The consensus was to reject the proposed lighthouse. Shallow draft vessels can use the main channel but can, without peril, move out of the deep-water channel to make space for the larger ships in an emergency. Recently I asked several Sandy Hook Pilots about this decision and they pointed out the additional possibility that the Southwest Spit Light could have been easily confused with the nearby light at Sandy Hook, making the light even more dangerous. They also agreed that the placement of a lighthouse at Flynn’s Knoll would impede smaller vessels.
While ship channels are frivolously likened to automobile highways, they have many undesirable characteristics in that they contract and expand with tides and winds. Try to imagine a normal busy interstate six-lane highway, which twice a day becomes two lanes only. The concept of a powerful one hundred-mile light was excellent, but positioning it at the junction of three channels that contain ships maneuvering would have the same effect as placing trees in an ice-rink.

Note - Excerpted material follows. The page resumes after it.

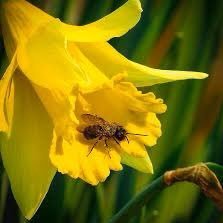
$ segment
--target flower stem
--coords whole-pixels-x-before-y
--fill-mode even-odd
[[[207,165],[199,163],[194,166],[179,168],[165,172],[161,177],[154,180],[142,192],[131,199],[116,215],[114,215],[109,223],[128,222],[131,216],[137,214],[140,210],[157,192],[164,190],[166,187],[175,184],[176,182],[191,182],[200,187],[201,191],[210,198],[215,205],[223,211],[223,189],[212,170],[221,169],[223,167],[208,163]],[[214,166],[214,168],[212,168]],[[216,166],[218,166],[216,168]],[[218,174],[218,173],[216,173]]]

Collisions and groundings between the years 1893-1897 were numerous, expensive, and many times deadly. Even Inspector Snow, while being interviewed and making his point about the need for this lighthouse said:
These lights [buoys] may be sufficient under favorable circumstances; but circumstances are seldom entirely favorable. There are heavy fogs and thick smoke [sea smoke caused by varying temperatures of ocean and air] to obscure the beacon lights, and even without these they may be, and often are, obscured by the presence in the line of vision of some of the numerous craft that fill these waters. Again the electrical buoys are often run into by passing boats and the light extinguished and not infrequently these accidents disarrange the entire electric system and leave the channel in darkness so far as the buoys are concerned.

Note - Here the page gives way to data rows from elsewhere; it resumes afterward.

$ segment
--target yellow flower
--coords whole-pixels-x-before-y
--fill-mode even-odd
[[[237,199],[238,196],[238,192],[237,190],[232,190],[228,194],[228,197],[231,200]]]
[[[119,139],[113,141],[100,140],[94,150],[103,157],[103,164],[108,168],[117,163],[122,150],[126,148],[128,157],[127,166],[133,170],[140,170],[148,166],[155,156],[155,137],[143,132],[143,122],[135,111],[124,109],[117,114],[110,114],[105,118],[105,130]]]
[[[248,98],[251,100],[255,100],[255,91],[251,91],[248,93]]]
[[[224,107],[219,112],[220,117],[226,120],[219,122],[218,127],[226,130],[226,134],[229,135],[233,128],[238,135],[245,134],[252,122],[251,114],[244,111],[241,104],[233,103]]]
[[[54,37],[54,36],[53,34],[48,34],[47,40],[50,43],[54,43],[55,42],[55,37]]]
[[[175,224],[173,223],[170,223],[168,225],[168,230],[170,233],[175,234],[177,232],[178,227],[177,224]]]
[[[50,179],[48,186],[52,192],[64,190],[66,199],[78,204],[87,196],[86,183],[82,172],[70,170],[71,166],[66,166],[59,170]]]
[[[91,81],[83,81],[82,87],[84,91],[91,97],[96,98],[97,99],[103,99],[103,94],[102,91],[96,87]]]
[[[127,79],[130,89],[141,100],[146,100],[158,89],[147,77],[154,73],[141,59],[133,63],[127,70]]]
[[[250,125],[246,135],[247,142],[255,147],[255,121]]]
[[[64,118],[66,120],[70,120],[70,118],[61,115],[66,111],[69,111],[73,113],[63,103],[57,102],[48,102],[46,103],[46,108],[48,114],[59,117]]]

Inspector Snow had a great vision, but with his own words and previous pilot complaints, he had already recognized problems with channel buoys that were frequently moved by ice floes, set without correct bearings, or run down by maneuvering ships. But it was the Sandy Hook Pilots who recognized that an iron pile lighthouse that shouts a one hundred-mile beacon is of little use in fog, when your 30’ draft inbound ship is less than 50 feet away from a shoal. At that time a pilot may depend on whistles from an outbound ship in the same channel. A lesser draft vessel can leave the main channel and make the shallow water of Flynn’s Knoll and avoid collision if there are no obstructions such as a 55-foot tall lighthouse.
The Lighthouse Board decided against building Southwest Spit Lighthouse and the United States Lighthouse Establishment announced on June 5th, 1897 in The Sun, New York, that the coast of New Jersey would receive what would become, for a short time, the most powerful light in the world. Barnegat Light would be the lucky lady to flirt with mariners long distance. It was also announced that all the first class light stations, like the Highlands Light, those at the Capes of Virginia, and those off Hatteras, would have electricity substituted for oil as an illuminant. The electric light in 1897 was reported to be ten times as powerful as kerosene, and being reflected on the sky proved to be discernible more than triple the distance of the current oil lights.
In 1898 the new light vessel Fire Island No. 68 took station, and Inspector Snow’s problems continued. The New York Herald, February 3, 1898, reported that “The lighthouse authorities have a fleet of craft in the lower bay this afternoon as far down as the point of Sandy Hook, trying to intercept the runaway buoys and replace the damaged ones. All the ‘can’ buoys will be replaced by spar buoys, which take more kindly to ice packs.”
Southwest Spit Lighthouse fired the imagination of Inspector Snow, but had it been built, the heavy ice most certainly would have torn the iron from its moorings.
One hundred and three years later, it is still the Pilots of Sandy Hook who report to the Coast Guard that a channel buoy has moved off its station. The torch in the Statue of Liberty is still lit.